Importantly since spontaneous activity is largely orthogonal to evoked responses during sleep (Figure 4), the interference of sound responses with the internally‐generated sleep‐dependent processes such as memory consolidation[ 34 , 35 ] may be minimized. Our data does not precisely delineate the scale at which the intermittent gating of sensory information occurs in the cortex. We show that at least contralateral thalamic inputs and early cortical potentials are preserved during ipsilaterally observed gating events (Figure 5) indicating that these events are not a full shutdown of auditory processing, and are rather restricted to the cortex. We found that local population gating events are correlated with contralateral oscillatory activity modulations (Figure 6; Figure S8, Supporting Information), albeit with low predictive power (Figure 6E,F). This suggests that auditory population responsiveness could be impacted by slow changes in vigilance state[ 36 , 37 ] instead of specific time‐locked events. On the other hand, since sleep can be accompanied by localized changes in the neural circuit,[ 38 ] our data is also compatible with the hypotheses that local patches of cortex intermittently go offline while others preserve monitoring. Independent of the scale at which this mechanism occurs, it provides a powerful way to combine the need for surveillance and the need for offline processing during sleep.
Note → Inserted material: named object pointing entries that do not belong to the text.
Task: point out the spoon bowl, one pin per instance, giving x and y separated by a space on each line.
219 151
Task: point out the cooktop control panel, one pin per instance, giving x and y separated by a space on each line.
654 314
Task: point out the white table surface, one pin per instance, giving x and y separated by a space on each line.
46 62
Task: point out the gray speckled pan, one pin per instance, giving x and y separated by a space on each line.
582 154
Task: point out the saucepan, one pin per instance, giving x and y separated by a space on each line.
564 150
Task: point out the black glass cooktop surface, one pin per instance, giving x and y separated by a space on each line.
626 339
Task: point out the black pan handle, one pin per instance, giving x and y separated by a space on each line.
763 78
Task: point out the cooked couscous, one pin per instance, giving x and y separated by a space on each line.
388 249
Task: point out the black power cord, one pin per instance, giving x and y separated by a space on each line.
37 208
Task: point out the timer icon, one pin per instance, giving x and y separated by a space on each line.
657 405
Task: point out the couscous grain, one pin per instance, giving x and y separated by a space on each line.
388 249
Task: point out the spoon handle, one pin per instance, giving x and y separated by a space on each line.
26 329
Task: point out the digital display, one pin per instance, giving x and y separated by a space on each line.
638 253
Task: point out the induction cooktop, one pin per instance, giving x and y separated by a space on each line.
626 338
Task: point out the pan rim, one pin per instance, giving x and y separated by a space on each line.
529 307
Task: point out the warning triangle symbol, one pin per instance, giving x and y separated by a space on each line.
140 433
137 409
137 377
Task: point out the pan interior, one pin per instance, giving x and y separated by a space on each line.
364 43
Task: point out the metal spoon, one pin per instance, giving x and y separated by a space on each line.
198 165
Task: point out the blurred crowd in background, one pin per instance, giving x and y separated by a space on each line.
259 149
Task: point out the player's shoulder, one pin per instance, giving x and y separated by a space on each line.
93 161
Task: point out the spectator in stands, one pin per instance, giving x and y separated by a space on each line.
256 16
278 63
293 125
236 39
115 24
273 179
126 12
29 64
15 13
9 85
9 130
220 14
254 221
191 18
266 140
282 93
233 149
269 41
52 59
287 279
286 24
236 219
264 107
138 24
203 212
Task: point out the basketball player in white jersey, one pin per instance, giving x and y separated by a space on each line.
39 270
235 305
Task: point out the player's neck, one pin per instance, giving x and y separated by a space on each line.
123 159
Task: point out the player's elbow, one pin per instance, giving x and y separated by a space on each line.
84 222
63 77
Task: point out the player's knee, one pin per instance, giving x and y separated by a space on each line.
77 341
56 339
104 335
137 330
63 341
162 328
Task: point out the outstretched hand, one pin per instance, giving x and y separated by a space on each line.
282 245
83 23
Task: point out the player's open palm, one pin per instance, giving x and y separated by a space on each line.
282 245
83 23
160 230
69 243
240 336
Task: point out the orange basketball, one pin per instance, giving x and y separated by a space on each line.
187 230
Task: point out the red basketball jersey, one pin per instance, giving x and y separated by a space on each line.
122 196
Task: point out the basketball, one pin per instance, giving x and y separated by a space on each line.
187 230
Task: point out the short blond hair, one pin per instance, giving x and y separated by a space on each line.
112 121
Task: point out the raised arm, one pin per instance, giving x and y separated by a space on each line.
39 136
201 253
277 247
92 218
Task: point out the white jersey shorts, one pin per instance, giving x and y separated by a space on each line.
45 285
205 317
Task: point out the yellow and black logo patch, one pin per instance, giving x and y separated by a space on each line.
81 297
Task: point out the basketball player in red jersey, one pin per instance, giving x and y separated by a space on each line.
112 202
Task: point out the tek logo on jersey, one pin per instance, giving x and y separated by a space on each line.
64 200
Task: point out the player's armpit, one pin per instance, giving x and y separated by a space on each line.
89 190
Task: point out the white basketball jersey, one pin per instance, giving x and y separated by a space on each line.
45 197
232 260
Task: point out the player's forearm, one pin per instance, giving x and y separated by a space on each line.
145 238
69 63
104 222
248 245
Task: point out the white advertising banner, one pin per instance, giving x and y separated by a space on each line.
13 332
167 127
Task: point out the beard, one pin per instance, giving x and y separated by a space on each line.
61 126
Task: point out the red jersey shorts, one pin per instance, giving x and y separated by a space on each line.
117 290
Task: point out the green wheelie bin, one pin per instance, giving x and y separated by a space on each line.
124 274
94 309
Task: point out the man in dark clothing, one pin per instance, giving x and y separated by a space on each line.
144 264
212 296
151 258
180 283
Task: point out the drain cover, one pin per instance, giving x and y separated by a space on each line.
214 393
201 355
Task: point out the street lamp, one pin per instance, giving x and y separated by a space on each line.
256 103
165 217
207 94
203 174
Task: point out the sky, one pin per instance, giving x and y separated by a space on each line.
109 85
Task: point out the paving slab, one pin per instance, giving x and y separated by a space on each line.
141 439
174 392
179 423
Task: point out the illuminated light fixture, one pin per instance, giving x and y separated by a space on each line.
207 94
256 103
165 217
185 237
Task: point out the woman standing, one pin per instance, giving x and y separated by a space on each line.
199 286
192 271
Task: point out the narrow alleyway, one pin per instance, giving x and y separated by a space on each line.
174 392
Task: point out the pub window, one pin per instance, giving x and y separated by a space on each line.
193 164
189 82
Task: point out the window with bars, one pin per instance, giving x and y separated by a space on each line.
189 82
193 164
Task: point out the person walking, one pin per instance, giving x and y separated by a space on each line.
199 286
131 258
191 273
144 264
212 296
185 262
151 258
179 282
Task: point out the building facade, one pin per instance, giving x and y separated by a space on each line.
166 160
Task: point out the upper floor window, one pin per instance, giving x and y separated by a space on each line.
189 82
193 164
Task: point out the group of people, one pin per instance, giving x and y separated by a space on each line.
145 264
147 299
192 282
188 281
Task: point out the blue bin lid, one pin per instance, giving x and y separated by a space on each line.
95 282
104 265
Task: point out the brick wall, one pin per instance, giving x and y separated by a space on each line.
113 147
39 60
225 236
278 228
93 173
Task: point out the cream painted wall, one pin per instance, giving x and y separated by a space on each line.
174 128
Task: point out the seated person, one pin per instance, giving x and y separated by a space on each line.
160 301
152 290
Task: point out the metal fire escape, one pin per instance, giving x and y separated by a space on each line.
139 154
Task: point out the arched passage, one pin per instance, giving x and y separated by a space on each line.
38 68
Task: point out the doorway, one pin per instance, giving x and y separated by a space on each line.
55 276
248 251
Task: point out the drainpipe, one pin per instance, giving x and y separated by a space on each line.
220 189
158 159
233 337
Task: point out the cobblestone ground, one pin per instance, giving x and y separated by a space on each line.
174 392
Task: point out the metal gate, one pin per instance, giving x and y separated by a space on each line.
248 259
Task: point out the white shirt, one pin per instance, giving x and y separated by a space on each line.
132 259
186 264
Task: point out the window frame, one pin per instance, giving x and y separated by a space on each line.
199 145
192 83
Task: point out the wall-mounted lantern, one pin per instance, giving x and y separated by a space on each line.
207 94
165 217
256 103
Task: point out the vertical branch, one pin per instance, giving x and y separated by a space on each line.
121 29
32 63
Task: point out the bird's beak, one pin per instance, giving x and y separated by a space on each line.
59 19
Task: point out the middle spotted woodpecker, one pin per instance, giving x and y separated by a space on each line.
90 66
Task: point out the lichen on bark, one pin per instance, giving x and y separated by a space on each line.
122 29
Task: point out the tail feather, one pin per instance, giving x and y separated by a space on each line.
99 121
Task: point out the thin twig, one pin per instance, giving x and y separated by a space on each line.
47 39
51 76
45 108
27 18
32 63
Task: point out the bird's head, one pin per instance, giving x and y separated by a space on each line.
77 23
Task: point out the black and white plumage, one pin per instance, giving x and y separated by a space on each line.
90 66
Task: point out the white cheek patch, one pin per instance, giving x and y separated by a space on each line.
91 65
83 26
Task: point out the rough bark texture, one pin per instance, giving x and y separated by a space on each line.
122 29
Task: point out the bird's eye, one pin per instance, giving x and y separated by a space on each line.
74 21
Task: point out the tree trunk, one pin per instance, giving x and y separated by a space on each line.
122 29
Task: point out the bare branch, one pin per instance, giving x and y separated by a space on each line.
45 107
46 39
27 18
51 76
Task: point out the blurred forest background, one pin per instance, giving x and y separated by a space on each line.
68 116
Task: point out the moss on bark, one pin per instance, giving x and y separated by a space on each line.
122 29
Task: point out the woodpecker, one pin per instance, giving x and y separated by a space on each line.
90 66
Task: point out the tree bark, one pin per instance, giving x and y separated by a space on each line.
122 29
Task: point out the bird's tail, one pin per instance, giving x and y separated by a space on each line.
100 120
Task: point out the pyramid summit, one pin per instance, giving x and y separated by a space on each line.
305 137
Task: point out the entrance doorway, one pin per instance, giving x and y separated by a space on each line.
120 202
Our results raise the question of where sensory gating happens since the weak reduction in responses with preserved population geometry that we observe seem insufficient to explain the sensory disconnection that is the hallmark of sleep. Our results support the hypothesis of a downstream, frontal gating.[ 1 , 2 ] Perturbations, whether sensory or artificial using TMS or optogenetics, show that frontal regions typically respond to sensory inputs with an evoked downstate that shuts off inter‐area communication.[ 39 , 40 , 41 ] Therefore, largely preserved sound responses in the auditory cortex may not be passed downstream in the processing hierarchy.
4. Experimental Section
Animals
Seven male C57BL/6 mice were used for experiments, all aged between 8 to 24‐week‐old, and had not undergone any other procedure before. Animals were housed in groups of two to four in controlled temperature and humidity conditions (21–23 °C, 45%–55% humidity), were maintained on a 12 h light‐dark cycle, and had ad libitum access to food, water, and enrichment (wooden logs, cotton bedding, and running wheel). All experiments were conducted during the light phase. All procedures were carried out in accordance with the French Ethical Committees #89 (authorization APAFIS#27040‐2020090316536717 v1).
Surgery
Mice were injected with buprenorphine (Vétergesic, 0,05–0,1 mg kg−1) 30 min prior to surgery. Surgical procedures were carried out using 3.5% isoflurane for induction delivered in an airtight box and were maintained at 1%–2% isoflurane via a mask for the rest of the procedure. After induction, mice were kept on a thermal blanket during the whole procedure and their eyes were protected with Ocrygel (TVM Lab). Lidocaine was injected under the skin of the skull 5 min prior to incision.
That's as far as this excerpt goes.